Refactor compiler skeleton #22

simon-staal · 2024-03-04T22:53:23Z

Changes:

Replaced old-style #ifndef header guards with #pragma once
Wrapped nodes in AST namespace - it's in general good practice to do this in projects, and I think it'll help encourage students to do this without being too confusing for them.
Replaced Node* stored by nodes to NodePtr = std::unique_ptr<const Node>. This change incorporates a couple elements:
1. Immutability of AST: The AST is constructed by the parser, and all the information a node needs is available once it's constructed. making everything const reduces the chances of programmer error
2. Switch from manual memory management to RAII: Using new and delete manually is very C-like (/ pre C++11).

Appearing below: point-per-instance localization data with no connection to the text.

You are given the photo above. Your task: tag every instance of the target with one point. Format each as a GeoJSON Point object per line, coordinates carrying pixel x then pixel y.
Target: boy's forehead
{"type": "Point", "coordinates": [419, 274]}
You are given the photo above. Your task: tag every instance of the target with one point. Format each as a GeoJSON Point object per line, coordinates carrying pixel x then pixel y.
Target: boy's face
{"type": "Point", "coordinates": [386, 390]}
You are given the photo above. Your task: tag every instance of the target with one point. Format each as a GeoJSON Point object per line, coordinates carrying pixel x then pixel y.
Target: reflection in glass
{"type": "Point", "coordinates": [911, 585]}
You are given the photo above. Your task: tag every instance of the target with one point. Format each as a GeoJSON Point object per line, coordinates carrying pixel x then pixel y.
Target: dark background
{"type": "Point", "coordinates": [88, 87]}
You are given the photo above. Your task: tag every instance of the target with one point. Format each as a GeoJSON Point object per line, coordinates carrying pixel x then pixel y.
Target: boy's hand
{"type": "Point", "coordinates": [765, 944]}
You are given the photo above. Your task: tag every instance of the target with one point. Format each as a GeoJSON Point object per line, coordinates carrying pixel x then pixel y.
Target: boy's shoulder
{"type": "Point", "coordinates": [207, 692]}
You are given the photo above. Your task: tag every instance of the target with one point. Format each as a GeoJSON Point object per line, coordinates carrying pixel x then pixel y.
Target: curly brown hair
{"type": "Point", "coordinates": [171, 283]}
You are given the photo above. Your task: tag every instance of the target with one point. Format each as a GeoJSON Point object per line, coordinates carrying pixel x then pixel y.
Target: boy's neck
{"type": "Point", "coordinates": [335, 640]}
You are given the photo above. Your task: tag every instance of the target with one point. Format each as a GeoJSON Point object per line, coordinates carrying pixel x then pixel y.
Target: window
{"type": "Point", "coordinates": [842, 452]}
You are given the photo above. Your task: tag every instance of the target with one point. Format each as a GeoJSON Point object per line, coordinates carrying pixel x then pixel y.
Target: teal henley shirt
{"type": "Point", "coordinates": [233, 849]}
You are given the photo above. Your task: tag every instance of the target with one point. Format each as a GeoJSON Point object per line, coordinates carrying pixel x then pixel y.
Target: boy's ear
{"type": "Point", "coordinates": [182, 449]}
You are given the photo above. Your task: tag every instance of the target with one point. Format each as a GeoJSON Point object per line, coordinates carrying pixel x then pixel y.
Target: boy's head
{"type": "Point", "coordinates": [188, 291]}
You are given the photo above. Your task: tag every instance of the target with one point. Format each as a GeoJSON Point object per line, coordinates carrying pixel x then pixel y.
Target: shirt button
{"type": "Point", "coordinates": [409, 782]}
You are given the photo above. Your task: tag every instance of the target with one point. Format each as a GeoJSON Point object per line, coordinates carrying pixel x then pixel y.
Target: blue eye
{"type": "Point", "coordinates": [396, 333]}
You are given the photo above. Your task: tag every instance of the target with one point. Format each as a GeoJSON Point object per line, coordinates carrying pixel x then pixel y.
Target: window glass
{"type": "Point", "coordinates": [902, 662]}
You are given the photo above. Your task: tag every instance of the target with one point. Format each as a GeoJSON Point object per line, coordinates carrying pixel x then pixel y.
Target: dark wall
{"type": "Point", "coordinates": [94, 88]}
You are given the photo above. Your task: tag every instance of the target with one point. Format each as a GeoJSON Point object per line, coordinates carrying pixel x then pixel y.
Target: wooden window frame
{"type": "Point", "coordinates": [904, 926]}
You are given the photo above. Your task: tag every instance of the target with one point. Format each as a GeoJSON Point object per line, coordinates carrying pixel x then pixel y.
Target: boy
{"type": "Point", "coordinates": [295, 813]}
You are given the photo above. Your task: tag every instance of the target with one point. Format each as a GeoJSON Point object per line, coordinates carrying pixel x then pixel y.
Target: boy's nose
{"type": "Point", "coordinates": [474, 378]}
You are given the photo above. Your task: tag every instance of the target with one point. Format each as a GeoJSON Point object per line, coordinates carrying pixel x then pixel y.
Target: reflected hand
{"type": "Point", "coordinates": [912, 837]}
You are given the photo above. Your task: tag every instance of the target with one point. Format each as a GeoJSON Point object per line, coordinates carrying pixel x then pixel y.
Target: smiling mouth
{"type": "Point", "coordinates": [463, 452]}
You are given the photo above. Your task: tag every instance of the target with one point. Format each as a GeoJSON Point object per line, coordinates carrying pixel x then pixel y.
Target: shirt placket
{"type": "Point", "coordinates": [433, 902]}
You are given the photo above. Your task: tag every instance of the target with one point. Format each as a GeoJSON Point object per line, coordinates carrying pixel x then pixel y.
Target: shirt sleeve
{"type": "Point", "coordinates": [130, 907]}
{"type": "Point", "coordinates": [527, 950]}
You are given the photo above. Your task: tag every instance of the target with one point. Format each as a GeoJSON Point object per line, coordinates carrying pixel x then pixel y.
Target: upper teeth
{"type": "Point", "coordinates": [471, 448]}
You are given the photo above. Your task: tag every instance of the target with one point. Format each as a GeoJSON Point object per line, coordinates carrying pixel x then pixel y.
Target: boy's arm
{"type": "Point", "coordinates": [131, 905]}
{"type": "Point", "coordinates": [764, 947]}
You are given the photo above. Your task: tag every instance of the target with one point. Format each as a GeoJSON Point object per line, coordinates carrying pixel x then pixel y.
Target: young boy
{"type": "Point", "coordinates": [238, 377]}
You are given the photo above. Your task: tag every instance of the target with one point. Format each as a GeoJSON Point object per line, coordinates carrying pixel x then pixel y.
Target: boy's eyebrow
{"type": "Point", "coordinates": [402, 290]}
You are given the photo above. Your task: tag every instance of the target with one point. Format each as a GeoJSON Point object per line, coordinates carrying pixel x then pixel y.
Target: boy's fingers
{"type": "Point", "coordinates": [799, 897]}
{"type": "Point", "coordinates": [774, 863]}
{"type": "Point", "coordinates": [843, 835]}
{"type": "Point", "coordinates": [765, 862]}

Although it's all that students are taught in Y1, I think understanding what a std::unique_ptr is is relatively straightforward, and encourages students to use a more modern interface.
3. Aliasing node storage type: by defining NodePtr as an alias for the stored type, it not only saves on characters, but makes it much easier for students to switch this type out with something else (like raw pointers) if they find the use of std::unique_ptr too confusing.
TypeSpecifier is no longer a Node - this makes sense imo because just a type specifier is never enough information for you to produce assembly, meaning that EmitRISC(...) will always have an empty / throwing implementation. Also switched to using an enum class instead of a std::string for hopefully obvious reasons.
Removed branches_ from Node - see here for reasoning
Fixed memory leaks - see Memory leaks in compiler skeleton #21. I'll probably make a separate PR into main to fix this since it's minimally invasive and it's kinda unfair to assess students on not leaking memory if we give them a leaky base.
- Added valgrind to the docker env to make it easier for students to use it
- Add docs explaining how to check for memory leaks
- Explicitly mention memory management as part of the 10% of marks given for "nice code"
[nit] (only style change) Changed types from T & to T& - I think it's much nicer to have the type information all together rather than separated by whitespace (sorry, I couldn't resist)

Other considered changes:

Adding more intermediate abstract classes - in the future, students may need to get information from special types of nodes, for example, getting the name of an identifier. Adding a virtual method to their base node class would be bad practice, as would dynamic casting the member, it would be better for the relevant class to store the derived node type directly / a more specialised abstract class (i.e. Expression). Unfortunately, with the basic skeleton we provide, there's no really meaningful intermediate abstract classes we can really provide, for example, we could make Return store a pointer to an Expression instead of a general node, but currently an Expression and a Node are exactly the same (it would also make it more difficult for them to switch out the pointer implementation they're using). In general, I'm hoping that TypeSpecifier is enough to show them that it's fine for different Nodes to store things which aren't Nodes / it's fine for them to add more types to their parser.
Reducing copying using move semantics - when constructing things like Identifier, it would be best practice to use move semantics to avoid copying the string unnecessarily. However, move semantics / r-values is definitely something I'd classify as a more advanced topic, and since we're not really concerned about performance, I don't think there's enough upside to include it to justify the extra burden on the students.

…created AST namespace

Fiwo735

Thanks for the awesome changes! I have some comments below:

I also like T&/T* more than T &/T *.
#pragma once seems like a less-error prone concept, but StackOverflow is still divided - do you have some insights from industry? The companies I worked for still used classic header guards.
Namespace names should be lowercase according to Google Style Guide that we are following.
NodePtr usage is inconsistent - there are still many places that use Node*.
I like the use of unique_ptr - however, it might be a little tricky, so it should definitely be explained well in the docs.
New implementation of type_specifier is a bit advanced, but I do like the changes. Hopefully we can assume that people implementing more types than int would be proficient enough to understand the used constructs.
I think type_specifier should still be split into .hpp and .cpp as currently all the implementation is in .hpp.
emplace_back needs a mention in the docs along with move semantics in general as it's certainly an advanced topic.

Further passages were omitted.